Uno a zero per il popolo yemenita. Giovedì, con un atto senza precedenti, il Senato Usa si è ripreso il potere che gli riconosce la legge e ha sfidato apertamente la politica muscolare e bellicosa dell’amministrazione Trump in Medio Oriente: con 56 voti favorevoli e 41 contrari, i senatori hanno approvato la risoluzione bipartisan presentata dal democratico Bernie Sanders e dal repubblicano Mike Lee che chiede al governo l’interruzione del sostegno americano alla campagna militare saudita in Yemen.

Una sconfitta, per Trump, di cui si aveva già il sentore: due settimane fa il Senato, con larga maggioranza, aveva deciso di votare la risoluzione e pochi giorni dopo un falco Gop come Lindsey Graham (solitamente allineato alle politiche trumpiane) si era detto certo che Mohammed bin Salman fosse il mandante dell’omicidio del giornalista Khashoggi. «Sega fumante», aveva detto in riferimento allo strumento usato per fare a pezzi il corpo nel consolato saudita di Istanbul.

Quell’omicidio ha cambiato gli equilibri: molti paesi occidentali hanno «scoperto» che l’Arabia saudita non è un paese normale come fingono di credere da decenni. Indirettamente sono gli yemeniti a ottenere «risultati»: prima lo stop alla vendita di armi da parte di Germania, Danimarca, Olanda e Finlandia; poi le due inchieste aperte in Tunisia e Argentina contro Mbs per i crimini commessi in Yemen; e ora il Senato Usa che mette in discussione un pilastro della politica mediorientale di Trump, centrata sull’asse anti-Iran formato da Israele e Arabia saudita.

Non solo di Trump: a monte del voto sta l’amministrazione precedente, quella Obama, che nel 2015 garantì sostegno militare a Riyadh nel piccolo paese confinante (tecnologia, rifornimento dei caccia in volo, intelligence) senza passare per il Congresso. Che è il solo, dal 1973, a poter autorizzare interventi militari: lo dice il War Power Act, entrato in vigore all’epoca di Nixon, in piena guerra del Vietnam.

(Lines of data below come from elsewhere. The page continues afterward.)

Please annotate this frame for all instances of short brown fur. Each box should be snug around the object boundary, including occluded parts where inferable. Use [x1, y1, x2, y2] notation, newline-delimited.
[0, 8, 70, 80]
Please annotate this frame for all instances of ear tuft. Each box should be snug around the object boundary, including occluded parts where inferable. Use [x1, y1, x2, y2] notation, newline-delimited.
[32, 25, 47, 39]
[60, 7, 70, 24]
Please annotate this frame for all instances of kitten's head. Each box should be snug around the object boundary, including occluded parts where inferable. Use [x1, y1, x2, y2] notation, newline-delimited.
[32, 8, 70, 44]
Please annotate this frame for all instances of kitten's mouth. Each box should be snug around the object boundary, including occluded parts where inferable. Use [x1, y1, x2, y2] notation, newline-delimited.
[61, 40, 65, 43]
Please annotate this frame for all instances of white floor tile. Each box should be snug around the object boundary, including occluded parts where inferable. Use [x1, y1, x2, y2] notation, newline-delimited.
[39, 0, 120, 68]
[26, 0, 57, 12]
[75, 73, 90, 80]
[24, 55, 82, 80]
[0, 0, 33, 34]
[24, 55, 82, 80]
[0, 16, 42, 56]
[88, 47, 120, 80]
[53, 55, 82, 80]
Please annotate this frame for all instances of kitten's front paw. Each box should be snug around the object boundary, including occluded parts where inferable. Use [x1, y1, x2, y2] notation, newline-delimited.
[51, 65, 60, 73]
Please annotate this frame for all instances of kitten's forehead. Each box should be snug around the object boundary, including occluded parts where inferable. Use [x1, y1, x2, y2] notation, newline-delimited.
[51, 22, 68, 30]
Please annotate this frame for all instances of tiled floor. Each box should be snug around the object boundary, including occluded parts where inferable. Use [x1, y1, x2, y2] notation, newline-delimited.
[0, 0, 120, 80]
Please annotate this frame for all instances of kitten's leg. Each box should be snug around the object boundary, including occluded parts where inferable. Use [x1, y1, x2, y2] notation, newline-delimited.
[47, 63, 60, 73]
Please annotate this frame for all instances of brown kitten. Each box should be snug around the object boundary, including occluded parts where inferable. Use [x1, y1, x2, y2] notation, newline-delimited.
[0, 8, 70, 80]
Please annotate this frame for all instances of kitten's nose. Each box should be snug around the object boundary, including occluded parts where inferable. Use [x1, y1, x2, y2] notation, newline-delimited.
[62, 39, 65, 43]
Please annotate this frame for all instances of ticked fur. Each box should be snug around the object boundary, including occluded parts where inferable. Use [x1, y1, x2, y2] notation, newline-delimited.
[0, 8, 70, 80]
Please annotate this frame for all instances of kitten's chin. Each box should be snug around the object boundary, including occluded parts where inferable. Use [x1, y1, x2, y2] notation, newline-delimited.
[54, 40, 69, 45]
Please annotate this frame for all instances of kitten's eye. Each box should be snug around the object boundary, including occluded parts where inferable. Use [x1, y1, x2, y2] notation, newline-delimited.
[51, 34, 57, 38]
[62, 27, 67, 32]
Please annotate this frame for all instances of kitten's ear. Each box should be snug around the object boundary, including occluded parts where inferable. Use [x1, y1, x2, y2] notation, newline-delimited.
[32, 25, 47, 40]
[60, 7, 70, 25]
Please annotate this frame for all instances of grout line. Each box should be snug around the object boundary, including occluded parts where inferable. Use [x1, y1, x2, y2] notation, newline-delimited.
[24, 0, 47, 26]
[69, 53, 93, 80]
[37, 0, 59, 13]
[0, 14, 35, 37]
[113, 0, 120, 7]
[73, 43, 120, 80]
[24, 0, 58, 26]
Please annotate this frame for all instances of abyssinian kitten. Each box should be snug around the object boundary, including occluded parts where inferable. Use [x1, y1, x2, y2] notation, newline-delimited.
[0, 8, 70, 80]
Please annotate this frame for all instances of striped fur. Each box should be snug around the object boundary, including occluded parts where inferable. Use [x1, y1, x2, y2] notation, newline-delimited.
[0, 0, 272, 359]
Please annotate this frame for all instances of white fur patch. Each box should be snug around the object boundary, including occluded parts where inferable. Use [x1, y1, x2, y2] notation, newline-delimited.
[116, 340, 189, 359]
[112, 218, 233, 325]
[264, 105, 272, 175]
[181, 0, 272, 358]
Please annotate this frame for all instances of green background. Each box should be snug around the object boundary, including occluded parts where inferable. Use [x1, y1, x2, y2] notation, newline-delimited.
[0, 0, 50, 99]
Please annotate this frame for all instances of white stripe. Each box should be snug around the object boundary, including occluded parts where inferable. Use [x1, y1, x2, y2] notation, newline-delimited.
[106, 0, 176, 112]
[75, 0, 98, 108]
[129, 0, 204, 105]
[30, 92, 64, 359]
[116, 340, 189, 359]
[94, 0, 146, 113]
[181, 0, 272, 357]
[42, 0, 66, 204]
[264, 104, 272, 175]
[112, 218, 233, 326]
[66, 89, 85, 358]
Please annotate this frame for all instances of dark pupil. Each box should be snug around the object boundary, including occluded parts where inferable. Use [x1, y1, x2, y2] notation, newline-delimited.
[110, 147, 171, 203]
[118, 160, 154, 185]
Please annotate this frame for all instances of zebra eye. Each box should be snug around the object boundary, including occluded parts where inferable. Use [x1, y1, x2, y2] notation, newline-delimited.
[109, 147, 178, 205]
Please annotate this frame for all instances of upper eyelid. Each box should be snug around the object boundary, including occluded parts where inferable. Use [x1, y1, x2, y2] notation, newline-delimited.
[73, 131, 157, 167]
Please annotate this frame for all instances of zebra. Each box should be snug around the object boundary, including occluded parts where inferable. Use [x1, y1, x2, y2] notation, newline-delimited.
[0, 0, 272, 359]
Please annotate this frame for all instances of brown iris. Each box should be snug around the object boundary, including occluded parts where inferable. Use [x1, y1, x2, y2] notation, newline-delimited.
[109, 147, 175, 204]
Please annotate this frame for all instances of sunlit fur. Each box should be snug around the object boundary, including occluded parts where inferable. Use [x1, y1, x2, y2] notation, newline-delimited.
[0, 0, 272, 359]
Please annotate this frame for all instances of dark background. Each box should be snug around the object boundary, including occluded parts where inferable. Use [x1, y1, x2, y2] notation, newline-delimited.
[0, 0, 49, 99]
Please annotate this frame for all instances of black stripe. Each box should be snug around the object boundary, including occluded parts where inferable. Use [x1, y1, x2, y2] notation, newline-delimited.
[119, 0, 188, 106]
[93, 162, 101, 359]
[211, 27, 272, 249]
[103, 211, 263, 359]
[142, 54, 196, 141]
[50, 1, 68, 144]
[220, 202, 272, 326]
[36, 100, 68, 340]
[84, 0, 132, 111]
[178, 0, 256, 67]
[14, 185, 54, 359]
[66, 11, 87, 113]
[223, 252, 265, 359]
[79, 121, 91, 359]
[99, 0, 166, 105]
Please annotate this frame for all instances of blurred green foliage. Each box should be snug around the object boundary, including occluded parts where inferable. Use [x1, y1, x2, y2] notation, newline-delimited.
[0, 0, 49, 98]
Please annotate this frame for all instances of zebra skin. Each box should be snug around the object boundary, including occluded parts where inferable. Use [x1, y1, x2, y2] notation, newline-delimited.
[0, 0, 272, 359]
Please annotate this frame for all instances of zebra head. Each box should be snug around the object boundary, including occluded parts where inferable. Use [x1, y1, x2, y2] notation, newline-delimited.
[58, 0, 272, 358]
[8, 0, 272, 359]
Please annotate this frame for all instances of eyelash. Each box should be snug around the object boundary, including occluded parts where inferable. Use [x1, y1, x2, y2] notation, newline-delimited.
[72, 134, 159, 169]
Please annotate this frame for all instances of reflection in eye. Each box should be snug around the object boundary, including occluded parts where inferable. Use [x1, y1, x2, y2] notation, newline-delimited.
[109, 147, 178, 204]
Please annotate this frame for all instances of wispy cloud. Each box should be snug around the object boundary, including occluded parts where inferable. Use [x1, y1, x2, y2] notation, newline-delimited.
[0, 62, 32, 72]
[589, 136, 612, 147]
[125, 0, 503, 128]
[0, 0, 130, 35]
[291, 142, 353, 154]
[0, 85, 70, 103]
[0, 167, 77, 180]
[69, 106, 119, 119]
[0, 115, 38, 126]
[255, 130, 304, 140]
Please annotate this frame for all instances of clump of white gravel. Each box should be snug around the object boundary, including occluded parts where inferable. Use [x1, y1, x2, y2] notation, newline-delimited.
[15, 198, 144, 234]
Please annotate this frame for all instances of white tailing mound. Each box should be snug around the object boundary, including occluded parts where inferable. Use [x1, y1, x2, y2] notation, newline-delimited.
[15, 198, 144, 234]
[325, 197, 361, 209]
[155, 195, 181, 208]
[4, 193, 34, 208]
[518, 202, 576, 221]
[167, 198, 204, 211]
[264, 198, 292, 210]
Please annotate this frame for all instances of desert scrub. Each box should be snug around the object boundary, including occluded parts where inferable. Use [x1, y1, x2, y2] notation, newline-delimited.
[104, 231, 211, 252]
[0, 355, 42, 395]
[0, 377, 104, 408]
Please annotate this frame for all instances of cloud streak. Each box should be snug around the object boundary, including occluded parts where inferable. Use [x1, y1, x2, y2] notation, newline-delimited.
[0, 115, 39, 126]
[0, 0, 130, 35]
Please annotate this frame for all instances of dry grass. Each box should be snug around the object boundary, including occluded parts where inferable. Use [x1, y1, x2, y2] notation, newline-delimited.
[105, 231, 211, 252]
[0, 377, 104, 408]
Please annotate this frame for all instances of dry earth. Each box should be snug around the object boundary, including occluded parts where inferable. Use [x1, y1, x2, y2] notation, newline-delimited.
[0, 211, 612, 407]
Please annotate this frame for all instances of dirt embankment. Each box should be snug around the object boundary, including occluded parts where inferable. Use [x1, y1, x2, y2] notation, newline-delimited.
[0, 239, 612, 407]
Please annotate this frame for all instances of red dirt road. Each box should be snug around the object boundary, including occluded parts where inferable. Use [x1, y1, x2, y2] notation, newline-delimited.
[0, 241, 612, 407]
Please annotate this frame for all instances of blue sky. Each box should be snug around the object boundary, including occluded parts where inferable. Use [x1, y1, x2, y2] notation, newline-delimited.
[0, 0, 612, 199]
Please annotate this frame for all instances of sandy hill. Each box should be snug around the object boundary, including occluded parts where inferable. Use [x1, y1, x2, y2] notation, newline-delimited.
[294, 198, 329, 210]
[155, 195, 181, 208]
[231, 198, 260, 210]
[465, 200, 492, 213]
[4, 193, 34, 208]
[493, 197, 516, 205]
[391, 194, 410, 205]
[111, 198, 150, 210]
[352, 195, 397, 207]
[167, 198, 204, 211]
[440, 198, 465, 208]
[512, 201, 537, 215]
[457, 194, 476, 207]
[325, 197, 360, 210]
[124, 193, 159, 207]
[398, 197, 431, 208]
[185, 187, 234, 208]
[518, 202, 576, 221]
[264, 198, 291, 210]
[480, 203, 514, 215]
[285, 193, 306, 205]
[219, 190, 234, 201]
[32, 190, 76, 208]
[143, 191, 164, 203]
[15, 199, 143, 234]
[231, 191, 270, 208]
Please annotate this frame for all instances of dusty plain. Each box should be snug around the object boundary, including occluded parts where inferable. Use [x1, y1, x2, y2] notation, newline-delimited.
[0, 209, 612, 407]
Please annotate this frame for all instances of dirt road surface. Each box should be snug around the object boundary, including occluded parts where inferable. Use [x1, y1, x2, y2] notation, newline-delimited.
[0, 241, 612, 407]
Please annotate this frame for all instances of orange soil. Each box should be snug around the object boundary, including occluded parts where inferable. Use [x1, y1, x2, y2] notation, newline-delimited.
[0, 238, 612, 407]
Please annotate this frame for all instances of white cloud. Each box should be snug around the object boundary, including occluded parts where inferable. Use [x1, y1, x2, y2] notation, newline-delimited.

Prima di ieri quella legge non era mai stata applicata. Ora i senatori la portano fin dentro lo Studio ovale per chiedere che quell’autorità torni al parlamento. Non è ancora finita: la risoluzione dovrà affrontare all’inizio del 2019 la Camera. Una Camera diversa dall’attuale: dopo il voto di midterm è a maggioranza democratica ed è improbabile che non la bocci.

Sanders festeggia già: «Gli Usa non parteciperanno più all’intervento saudita in Yemen che ha causato la peggior crisi umanitaria della terra con 85mila bambini morti di fame». Nelle stesse ore, in Italia, lo scenario era un altro: a Montecitorio, in occasione di una conferenza su «Spese militari in Arabia saudita» (uno studio della ricercatrice Annalisa Triggiano), il sottosegretario agli esteri Guglielmo Picchi (Lega) parlava – riporta Città Nuova – della necessità di superare pregiudiziali ideologiche per tutelare gli interessi italiani in Medio Oriente. Interessi economici che nel caso dei Saud si traducono in vendita di armi in violazione della legge 185 del 1990, che vieta l’export militare verso paesi coinvolti in conflitti.

Un conflitto che il popolo yemenita spera sia giunto a un punto di svolta: in Svezia il tavolo Onu si è chiuso con la tregua ad Hodeidah. Ieri l’ambasciatore saudita in Yemen, Mohammed al Jaber, ha dato il via libera di Riyadh, mentre in centinaia all’aeroporto di Sana’a accoglievano la delegazione dei ribelli Houthi di ritorno dalla Svezia. Ma già ieri, raccontano i residenti alla Reuters, scontri armati erano ripresi nel quartiere 7 Luglio della città portuale.